Travail, mensonges et vidéo

par François Desriaux rédacteur en chef / avril 2010

Ainsi, face à la recrudescence de la violence dans les lycées, la solution serait de doter les établissements de surveillance vidéo... Si la situation dans l'enseignement n'était pas si critique, on pourrait presque en rire, tant la proposition est grotesque ! Comment nier à ce point que la question de la violence à l'école ne pourra se résoudre qu'avec du personnel formé, compétent et en nombre suffisant, pour non pas seulement surveiller, mais prendre en charge un problème complexe ?

Toujours dans l'Education nationale, la même logique gestionnaire nous explique qu'on peut dans le même temps supprimer des milliers de postes chaque année, remédier à l'échec scolaire et améliorer la qualité de l'enseignement. Et ce, à coups d'heures supplémentaires, d'aides personnalisées ou de lycées " ambition réussite ".Pourtant, il n'y a pas besoin d'avoir fait de longues études pour comprendre que des classes moins surchargées restent l'un des meilleurs moyens de résorber l'hétérogénéité des niveaux. En attendant, les enseignants paient le prix fort en termes de dégradation des conditions de travail et d'atteintes à la santé.

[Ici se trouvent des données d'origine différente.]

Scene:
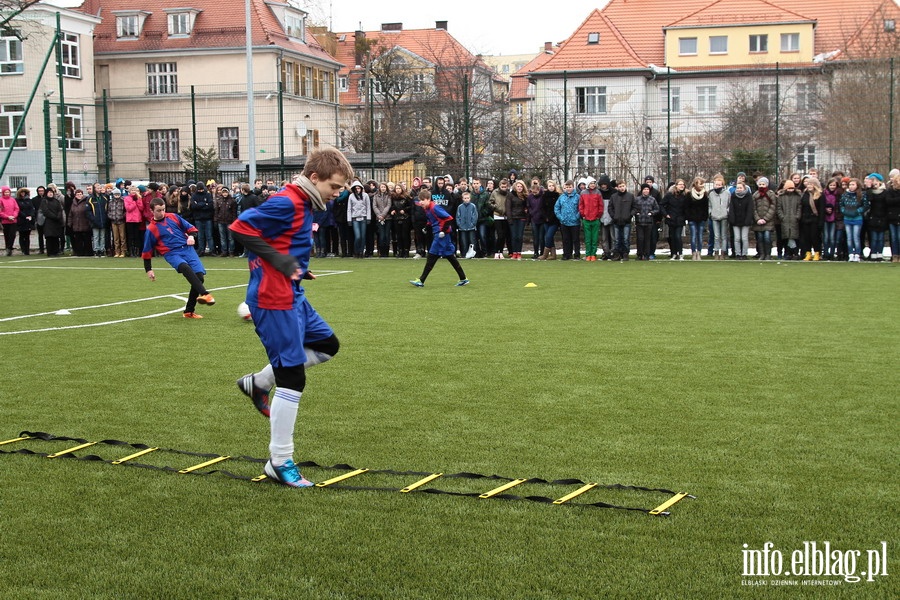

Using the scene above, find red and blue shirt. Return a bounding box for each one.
[230,184,313,310]
[141,213,197,259]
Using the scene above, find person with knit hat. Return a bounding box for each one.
[0,185,19,256]
[863,173,887,262]
[752,177,776,260]
[885,169,900,263]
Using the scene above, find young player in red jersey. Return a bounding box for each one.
[141,198,216,319]
[230,148,353,487]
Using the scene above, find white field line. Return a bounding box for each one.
[0,267,352,336]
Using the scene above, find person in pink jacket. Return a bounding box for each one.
[0,185,19,256]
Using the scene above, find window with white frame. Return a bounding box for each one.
[781,33,800,52]
[147,129,181,162]
[0,104,28,148]
[660,86,681,113]
[97,130,113,165]
[219,127,241,160]
[797,144,816,171]
[797,83,819,112]
[576,148,606,172]
[0,29,25,75]
[56,104,84,150]
[284,13,306,40]
[709,35,728,54]
[759,83,778,112]
[59,31,81,77]
[575,85,606,115]
[678,38,697,56]
[750,34,769,52]
[147,63,178,96]
[697,85,719,113]
[116,15,141,39]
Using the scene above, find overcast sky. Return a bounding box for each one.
[51,0,607,55]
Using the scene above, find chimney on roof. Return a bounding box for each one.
[353,29,366,66]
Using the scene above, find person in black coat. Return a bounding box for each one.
[660,179,687,260]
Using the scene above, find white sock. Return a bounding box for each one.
[269,388,301,466]
[253,365,275,390]
[303,347,334,369]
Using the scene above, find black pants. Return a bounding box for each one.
[634,223,656,258]
[419,252,466,283]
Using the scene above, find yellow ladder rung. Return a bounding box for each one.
[178,456,231,474]
[47,442,97,458]
[112,448,159,465]
[553,483,597,504]
[0,435,31,446]
[400,473,443,494]
[316,469,368,487]
[478,479,528,498]
[650,492,687,515]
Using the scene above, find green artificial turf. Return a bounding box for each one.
[0,257,900,598]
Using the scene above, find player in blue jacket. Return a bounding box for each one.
[410,190,469,287]
[229,148,353,487]
[141,198,216,319]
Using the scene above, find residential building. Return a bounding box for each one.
[0,4,100,188]
[523,0,900,182]
[335,21,507,171]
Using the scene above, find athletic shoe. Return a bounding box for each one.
[263,460,314,487]
[237,373,272,417]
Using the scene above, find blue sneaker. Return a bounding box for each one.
[263,460,314,487]
[237,373,272,417]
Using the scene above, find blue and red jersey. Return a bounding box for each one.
[229,184,313,310]
[425,202,456,256]
[141,213,197,259]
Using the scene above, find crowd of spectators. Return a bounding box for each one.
[0,169,900,262]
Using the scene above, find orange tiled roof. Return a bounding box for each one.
[335,29,499,106]
[668,0,815,27]
[540,0,900,72]
[509,45,559,100]
[79,0,336,64]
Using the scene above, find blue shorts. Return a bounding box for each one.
[250,295,334,367]
[163,246,206,275]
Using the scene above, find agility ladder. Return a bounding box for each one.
[0,431,695,517]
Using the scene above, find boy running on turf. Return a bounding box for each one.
[410,190,469,287]
[141,198,216,319]
[229,148,353,487]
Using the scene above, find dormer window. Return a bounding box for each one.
[165,8,202,37]
[112,10,151,40]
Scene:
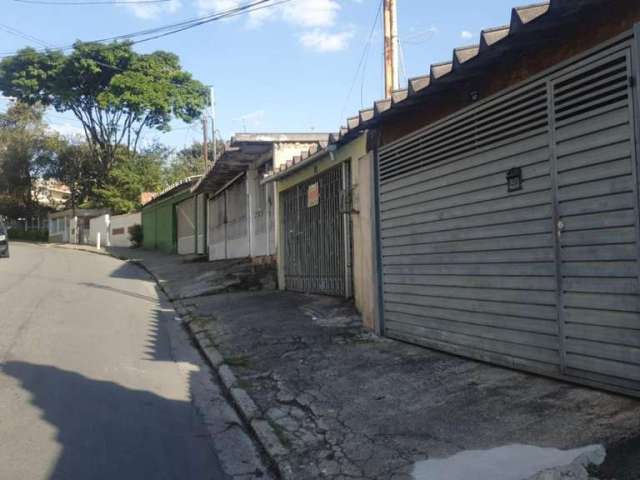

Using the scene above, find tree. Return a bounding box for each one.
[44,138,100,213]
[0,102,55,218]
[165,141,224,185]
[0,42,207,184]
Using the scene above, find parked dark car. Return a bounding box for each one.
[0,221,9,258]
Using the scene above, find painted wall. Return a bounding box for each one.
[351,153,377,330]
[142,189,195,253]
[89,214,110,247]
[276,134,375,329]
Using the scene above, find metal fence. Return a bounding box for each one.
[282,165,351,296]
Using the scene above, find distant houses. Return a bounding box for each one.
[142,0,640,395]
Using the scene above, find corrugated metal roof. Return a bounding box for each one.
[192,132,329,195]
[142,175,202,208]
[330,0,612,143]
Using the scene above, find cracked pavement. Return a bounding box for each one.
[183,292,640,480]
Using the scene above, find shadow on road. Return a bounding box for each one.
[0,362,225,480]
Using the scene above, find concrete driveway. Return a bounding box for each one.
[0,243,234,480]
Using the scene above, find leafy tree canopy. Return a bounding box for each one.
[91,145,167,214]
[0,42,207,181]
[0,103,57,218]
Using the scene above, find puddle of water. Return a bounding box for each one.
[413,445,597,480]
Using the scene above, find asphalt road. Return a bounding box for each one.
[0,243,227,480]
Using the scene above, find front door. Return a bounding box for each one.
[550,46,640,390]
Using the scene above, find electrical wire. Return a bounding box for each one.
[340,0,384,121]
[0,0,294,58]
[13,0,172,7]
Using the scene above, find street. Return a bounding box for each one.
[0,243,228,480]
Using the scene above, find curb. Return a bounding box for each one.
[181,314,289,478]
[63,244,289,478]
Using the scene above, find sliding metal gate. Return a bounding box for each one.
[379,32,640,395]
[281,162,351,296]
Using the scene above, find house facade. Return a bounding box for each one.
[48,208,109,245]
[193,133,329,262]
[141,176,206,255]
[322,0,640,395]
[89,212,142,247]
[258,0,640,395]
[263,132,375,328]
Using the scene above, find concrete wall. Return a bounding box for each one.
[89,214,110,247]
[207,193,227,260]
[109,212,142,247]
[351,153,377,330]
[195,194,207,255]
[207,167,276,260]
[275,134,375,329]
[49,217,69,243]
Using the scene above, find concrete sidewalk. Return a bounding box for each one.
[97,246,640,480]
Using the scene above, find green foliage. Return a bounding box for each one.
[91,146,164,214]
[129,224,144,248]
[0,42,207,176]
[165,142,224,185]
[0,103,56,218]
[44,138,100,212]
[7,228,49,242]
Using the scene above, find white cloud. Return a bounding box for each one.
[282,0,340,28]
[189,0,350,52]
[300,30,354,52]
[126,0,182,20]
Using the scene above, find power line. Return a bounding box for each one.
[340,0,383,121]
[13,0,172,6]
[0,0,294,58]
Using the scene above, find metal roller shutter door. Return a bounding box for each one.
[379,35,640,394]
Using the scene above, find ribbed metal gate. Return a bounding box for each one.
[176,197,196,255]
[379,31,640,394]
[281,163,351,296]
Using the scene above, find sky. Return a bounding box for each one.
[0,0,526,148]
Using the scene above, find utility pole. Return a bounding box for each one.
[202,115,209,173]
[384,0,400,98]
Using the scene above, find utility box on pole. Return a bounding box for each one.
[384,0,400,98]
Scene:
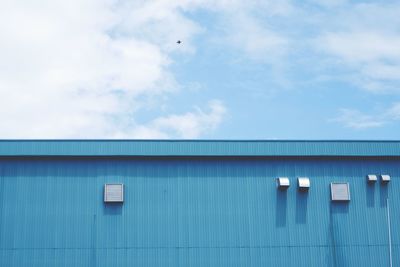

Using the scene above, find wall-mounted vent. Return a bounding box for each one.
[276,177,290,190]
[381,174,390,184]
[297,177,310,191]
[367,174,378,184]
[331,183,350,201]
[104,184,124,203]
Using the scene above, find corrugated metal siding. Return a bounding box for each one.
[0,157,400,267]
[0,140,400,156]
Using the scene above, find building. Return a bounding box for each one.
[0,140,400,267]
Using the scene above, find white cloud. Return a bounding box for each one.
[314,4,400,93]
[115,100,227,139]
[333,109,386,129]
[332,102,400,130]
[0,0,222,138]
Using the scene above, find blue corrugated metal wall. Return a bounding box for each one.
[0,157,400,267]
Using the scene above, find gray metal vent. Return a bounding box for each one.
[297,177,310,191]
[331,183,350,201]
[367,174,378,183]
[104,184,124,202]
[276,177,290,189]
[381,174,390,184]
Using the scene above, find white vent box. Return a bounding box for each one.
[104,184,124,203]
[276,177,290,189]
[297,177,310,191]
[331,183,350,201]
[367,174,378,183]
[381,174,390,184]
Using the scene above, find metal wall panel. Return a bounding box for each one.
[0,140,400,157]
[0,157,400,267]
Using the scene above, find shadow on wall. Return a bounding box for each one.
[365,183,376,208]
[296,190,308,224]
[379,184,388,207]
[275,189,287,227]
[103,203,122,215]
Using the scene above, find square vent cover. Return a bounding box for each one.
[297,177,310,191]
[331,183,350,201]
[104,184,124,202]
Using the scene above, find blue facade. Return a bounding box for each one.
[0,141,400,267]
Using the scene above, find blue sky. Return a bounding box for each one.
[0,0,400,139]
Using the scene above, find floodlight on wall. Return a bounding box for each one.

Face à ces incongruités, il est légitime de se demander si le mensonge n'est pas devenu la façon la plus commode de gouverner. Car, malheureusement, la tromperie tend à se généraliser. Les mêmes phénomènes sont à l'oeuvre dans les hôpitaux, où l'on veut faire croire qu'on peut améliorer la prise en charge et la sécurité des patients avec moins de postes d'infirmières ou d'aides-soignantes. Résultat : en marge des mouvements sociaux, on commence à dénombrer plusieurs suicides au sein d'un personnel qui s'épuise à maintenir la qualité des soins, alors que tout concourt à sa dégradation. Et c'est à présent dans les crèches qu'on prétend résoudre le problème récurrent du manque de places, en augmentant le quota d'enfants accueillis par les assistantes maternelles ou encore en réduisant les temps de formation ! Le tout, bien évidemment, sans faire des garderies low cost ni dégrader les conditions de travail.

Alors, tous des menteurs au gouvernement ? L'explication serait trop simple. Sans compter que des exemples similaires pourraient être choisis dans le privé, où depuis belle lurette on taille allègrement dans les effectifs, on rationalise à outrance les tâches, tout en expliquant que cela ne doit dégrader ni la qualité des produits ni les conditions de travail.

Non, la vérité est plutôt à rechercher du côté de l'ignorance du travail qui sévit à tous les niveaux. Aujourd'hui, on peut diriger un service, un atelier, un centre d'appels ou un hôpital sans rien connaître du travail concret qui s'y fait. Juste avec des tableaux, des ratios, des indicateurs, sans oublier le sacro-saint reporting. Evidemment, cette évolution est angoissante, car c'est là qu'il faut rechercher l'origine du développement sans précédent de la souffrance au travail. Raison de plus, pour les préventeurs et les acteurs sociaux, d'aller regarder du côté du travail afin d'en repérer les contradictions. Ce n'est peut-être pas la promesse du Grand Soir pour changer la société, mais certainement une voie plus efficace pour transformer le travail.